Los Estados son, seguramente, hijos de la guerra. Esas unidades del poder que hoy parecen la última forma de organización política en el mundo son la consecuencia indeseada de los enfrentamientos armados. Más que el producto de una voluntad de ordenación, antes que un pacto, son el resultado involuntario de una fuerza que debe concentrarse para enfrentar a un enemigo, de ejércitos que necesitan ser alimentados, de una administración que centraliza la estrategia del combate. Si Felipe Calderón hizo de la guerra contra el crimen organizado la política central de su gobierno, pudo haberlo hecho en clave de construcción institucional. Su cruzada habría tenido dimensión histórica si, en efecto, hubiera atendido la exigencia de darle al territorio reglas eficazmente aplicadas. Aprovechar el drama de la violencia y ganar para México la batalla siempre pospuesta: la batalla del orden estatal, de la legalidad firme y eficaz, de una fuerza estatal severa pero ejemplar. A medida que el tiempo pasa, resulta más evidente la inmensa irresponsabilidad del enfoque calderonista que desaprovechó la oportunidad de edificar Estado.
Se edifica Estado con instituciones, se alimenta con impuestos, se edifica con reglas razonables que se cumplen, se cimienta en estructuras que aplican implacablemente las normas. También se construye con palabras, con razones públicas que reivindican la razón de la ley por encima de la tentación del poder y las emociones colectivas. El daño que el discurso calderonista hizo a ese proceso es inmenso. Durante seis años padecimos la retórica oficial más corrosiva de la legalidad que hayamos vivido en mucho tiempo. Cuando más importante era reivindicar los procedimientos de la ley, los estrictos rigores del procedimiento, cuando era vital atar la aspiración de paz con el proyecto de legalidad, el gobierno los disoció y hasta llegar a contraponerlos. Felipe Calderón, el enemigo del populismo de izquierda, fue el campeón del populismo de derecha. Montándose en las emociones más primitivas, su gobierno llegó a defender que, ante una disyuntiva entre reglas y justicia, habría que relegar a la ley para entregarle a la plaza el castigo que demanda a gritos. Lo importante no era el derecho, sino lo que él llamaba Justicia. Para el presidente Calderón, la ley era traba, obstáculo pero, sobre todo, era coartada de los malos. Por eso denunció abiertamente las "rendijas" de la ley como enemigas de la Justicia auténtica. Que las víctimas hablen con ese lenguaje puede ser entendible; que el jefe de Estado emplee ese vocabulario es indicación de que el proyecto de Estado no era, realmente, el suyo. Que jamás entendió la oportunidad que la crisis le ofrecía. ¿Qué queda de la política de legalidad del gobierno Calderón? El ridículo -o el escándalo.
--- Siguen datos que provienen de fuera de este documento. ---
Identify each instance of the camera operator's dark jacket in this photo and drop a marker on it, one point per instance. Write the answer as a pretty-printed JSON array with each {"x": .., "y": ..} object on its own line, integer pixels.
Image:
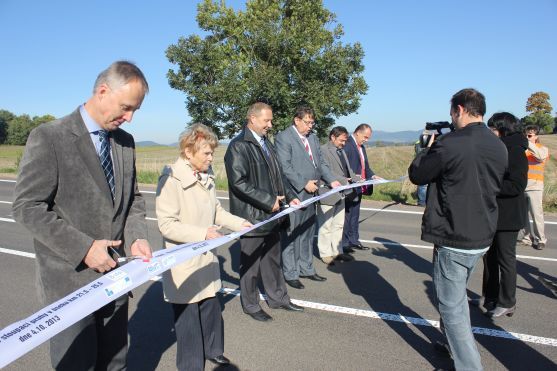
[
  {"x": 253, "y": 185},
  {"x": 464, "y": 170},
  {"x": 511, "y": 198}
]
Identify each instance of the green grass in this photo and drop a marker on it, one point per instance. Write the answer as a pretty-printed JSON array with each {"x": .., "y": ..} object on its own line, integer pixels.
[{"x": 387, "y": 162}]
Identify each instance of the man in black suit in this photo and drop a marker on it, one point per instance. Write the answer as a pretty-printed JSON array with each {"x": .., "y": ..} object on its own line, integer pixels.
[
  {"x": 257, "y": 191},
  {"x": 357, "y": 158}
]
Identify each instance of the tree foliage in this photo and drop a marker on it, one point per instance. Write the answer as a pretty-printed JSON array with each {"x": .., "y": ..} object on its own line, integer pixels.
[
  {"x": 543, "y": 120},
  {"x": 282, "y": 52},
  {"x": 5, "y": 117},
  {"x": 539, "y": 102}
]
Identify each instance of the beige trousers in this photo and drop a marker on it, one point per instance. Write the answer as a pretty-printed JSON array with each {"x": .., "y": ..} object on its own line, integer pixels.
[
  {"x": 331, "y": 223},
  {"x": 535, "y": 211}
]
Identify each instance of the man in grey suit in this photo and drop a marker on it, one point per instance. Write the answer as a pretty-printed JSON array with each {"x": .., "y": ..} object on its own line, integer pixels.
[
  {"x": 77, "y": 194},
  {"x": 301, "y": 160},
  {"x": 330, "y": 212}
]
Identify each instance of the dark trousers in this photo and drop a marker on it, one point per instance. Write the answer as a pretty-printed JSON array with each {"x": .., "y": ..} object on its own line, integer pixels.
[
  {"x": 499, "y": 279},
  {"x": 199, "y": 333},
  {"x": 297, "y": 255},
  {"x": 96, "y": 342},
  {"x": 260, "y": 257},
  {"x": 351, "y": 233}
]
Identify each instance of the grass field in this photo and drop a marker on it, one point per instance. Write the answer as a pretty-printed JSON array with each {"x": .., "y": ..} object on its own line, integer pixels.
[{"x": 387, "y": 162}]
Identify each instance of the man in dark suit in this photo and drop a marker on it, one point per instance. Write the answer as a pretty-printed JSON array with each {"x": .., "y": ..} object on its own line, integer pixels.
[
  {"x": 257, "y": 191},
  {"x": 357, "y": 158},
  {"x": 77, "y": 194},
  {"x": 301, "y": 160}
]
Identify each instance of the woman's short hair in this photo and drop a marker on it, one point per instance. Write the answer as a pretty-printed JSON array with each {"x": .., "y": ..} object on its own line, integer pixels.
[{"x": 196, "y": 136}]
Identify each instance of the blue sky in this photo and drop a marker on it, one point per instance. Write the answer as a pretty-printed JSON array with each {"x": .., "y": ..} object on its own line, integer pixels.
[{"x": 418, "y": 53}]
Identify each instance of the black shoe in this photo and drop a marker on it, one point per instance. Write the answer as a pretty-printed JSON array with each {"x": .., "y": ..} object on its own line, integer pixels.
[
  {"x": 220, "y": 360},
  {"x": 360, "y": 247},
  {"x": 291, "y": 307},
  {"x": 295, "y": 283},
  {"x": 344, "y": 258},
  {"x": 260, "y": 316},
  {"x": 315, "y": 277}
]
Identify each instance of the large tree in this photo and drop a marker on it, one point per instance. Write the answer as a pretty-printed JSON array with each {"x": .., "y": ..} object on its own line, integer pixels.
[
  {"x": 282, "y": 52},
  {"x": 540, "y": 112},
  {"x": 539, "y": 102}
]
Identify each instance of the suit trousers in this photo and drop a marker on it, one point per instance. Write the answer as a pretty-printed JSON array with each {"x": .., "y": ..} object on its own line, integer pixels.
[
  {"x": 535, "y": 208},
  {"x": 351, "y": 234},
  {"x": 499, "y": 278},
  {"x": 260, "y": 256},
  {"x": 97, "y": 342},
  {"x": 199, "y": 333},
  {"x": 297, "y": 255},
  {"x": 331, "y": 224}
]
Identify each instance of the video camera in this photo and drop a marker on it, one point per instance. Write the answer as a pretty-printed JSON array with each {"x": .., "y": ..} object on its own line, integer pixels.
[{"x": 437, "y": 126}]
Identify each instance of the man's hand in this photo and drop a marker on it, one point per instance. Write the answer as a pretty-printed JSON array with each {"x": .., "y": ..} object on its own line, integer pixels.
[
  {"x": 294, "y": 202},
  {"x": 311, "y": 186},
  {"x": 212, "y": 232},
  {"x": 97, "y": 257},
  {"x": 276, "y": 206},
  {"x": 141, "y": 247},
  {"x": 431, "y": 139}
]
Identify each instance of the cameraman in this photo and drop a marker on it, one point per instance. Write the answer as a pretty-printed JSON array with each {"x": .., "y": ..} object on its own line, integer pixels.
[{"x": 464, "y": 170}]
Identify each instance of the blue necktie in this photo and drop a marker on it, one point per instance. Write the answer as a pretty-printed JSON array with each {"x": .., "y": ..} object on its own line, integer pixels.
[{"x": 106, "y": 160}]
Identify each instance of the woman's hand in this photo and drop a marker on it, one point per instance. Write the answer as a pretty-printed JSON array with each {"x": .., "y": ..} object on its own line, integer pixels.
[{"x": 212, "y": 232}]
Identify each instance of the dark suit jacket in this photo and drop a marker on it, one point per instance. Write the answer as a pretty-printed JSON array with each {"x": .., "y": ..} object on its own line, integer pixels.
[
  {"x": 296, "y": 164},
  {"x": 332, "y": 159},
  {"x": 351, "y": 149},
  {"x": 62, "y": 197}
]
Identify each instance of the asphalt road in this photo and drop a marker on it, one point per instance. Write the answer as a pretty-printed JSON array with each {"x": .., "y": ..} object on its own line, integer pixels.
[{"x": 368, "y": 315}]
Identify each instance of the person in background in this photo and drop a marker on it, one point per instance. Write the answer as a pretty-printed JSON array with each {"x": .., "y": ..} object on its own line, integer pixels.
[
  {"x": 537, "y": 155},
  {"x": 464, "y": 170},
  {"x": 188, "y": 211},
  {"x": 77, "y": 194},
  {"x": 330, "y": 212},
  {"x": 357, "y": 160},
  {"x": 499, "y": 275}
]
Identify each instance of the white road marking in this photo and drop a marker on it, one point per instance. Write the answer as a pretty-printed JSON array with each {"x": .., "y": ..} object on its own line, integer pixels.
[{"x": 409, "y": 320}]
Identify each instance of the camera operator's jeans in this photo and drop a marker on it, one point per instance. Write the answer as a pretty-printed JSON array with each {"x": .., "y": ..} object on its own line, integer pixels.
[{"x": 451, "y": 272}]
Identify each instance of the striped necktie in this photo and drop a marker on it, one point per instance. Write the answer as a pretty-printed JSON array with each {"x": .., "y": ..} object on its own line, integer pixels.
[{"x": 106, "y": 160}]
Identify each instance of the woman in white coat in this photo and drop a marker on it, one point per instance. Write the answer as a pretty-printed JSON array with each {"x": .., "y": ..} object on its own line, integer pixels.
[{"x": 188, "y": 211}]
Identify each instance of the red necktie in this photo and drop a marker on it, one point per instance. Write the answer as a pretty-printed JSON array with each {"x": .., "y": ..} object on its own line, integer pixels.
[{"x": 363, "y": 165}]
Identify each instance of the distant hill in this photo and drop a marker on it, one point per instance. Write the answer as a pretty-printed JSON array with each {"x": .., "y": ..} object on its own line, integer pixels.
[{"x": 148, "y": 143}]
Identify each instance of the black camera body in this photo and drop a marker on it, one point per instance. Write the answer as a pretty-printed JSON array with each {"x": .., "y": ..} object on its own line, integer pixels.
[{"x": 438, "y": 127}]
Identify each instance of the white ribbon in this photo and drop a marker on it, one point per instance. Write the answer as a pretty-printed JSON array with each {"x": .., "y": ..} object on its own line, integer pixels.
[{"x": 22, "y": 336}]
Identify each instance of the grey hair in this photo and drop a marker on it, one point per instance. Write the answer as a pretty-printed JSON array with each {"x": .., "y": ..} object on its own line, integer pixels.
[{"x": 119, "y": 74}]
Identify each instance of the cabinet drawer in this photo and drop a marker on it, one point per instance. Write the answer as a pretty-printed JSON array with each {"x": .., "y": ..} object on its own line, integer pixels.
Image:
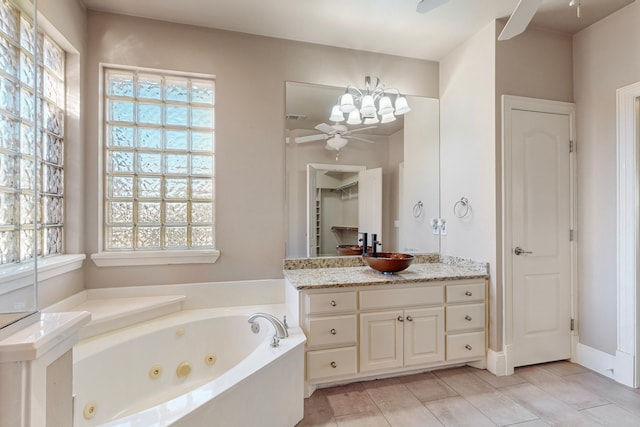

Los seis años de Felipe Calderón no solamente fueron tiempo perdido en la ruta del Estado, fueron lo contrario, un revés costosísimo en la ingeniería estatal y la cultura de la legalidad. El inmenso porcentaje de mexicanos que se indigna con la liberación de Florence Cassez por el simple hecho de que se violaron sus garantías procesales es alumno de Felipe Calderón. Creen, como el expresidente, que las víctimas tienen un derecho al castigo que debe estar por encima de las frívolas solemnidades del procedimiento. Quienes repiten una y otra vez que Florence Cassez, la secuestradora francesa, fue liberada sin haber sido declarada inocente, son discípulos de Felipe Calderón, el presidente que se dedicó durante seis años a exhibir y a condenar en los medios de comunicación a los hombres a los que apresaba.
Esa es la lamentable herencia del gobierno de Felipe Calderón. Fue incapaz de fortificar al Estado -no digo la estructura de la represión centralizada, sino el órgano que aplica la ley sujetándose a ella. Pero además, cultivó en la sociedad mexicana un discurso pernicioso y primitivo, incompatible con los elementales valores democráticos. Sed de venganza y desprecio de la ley.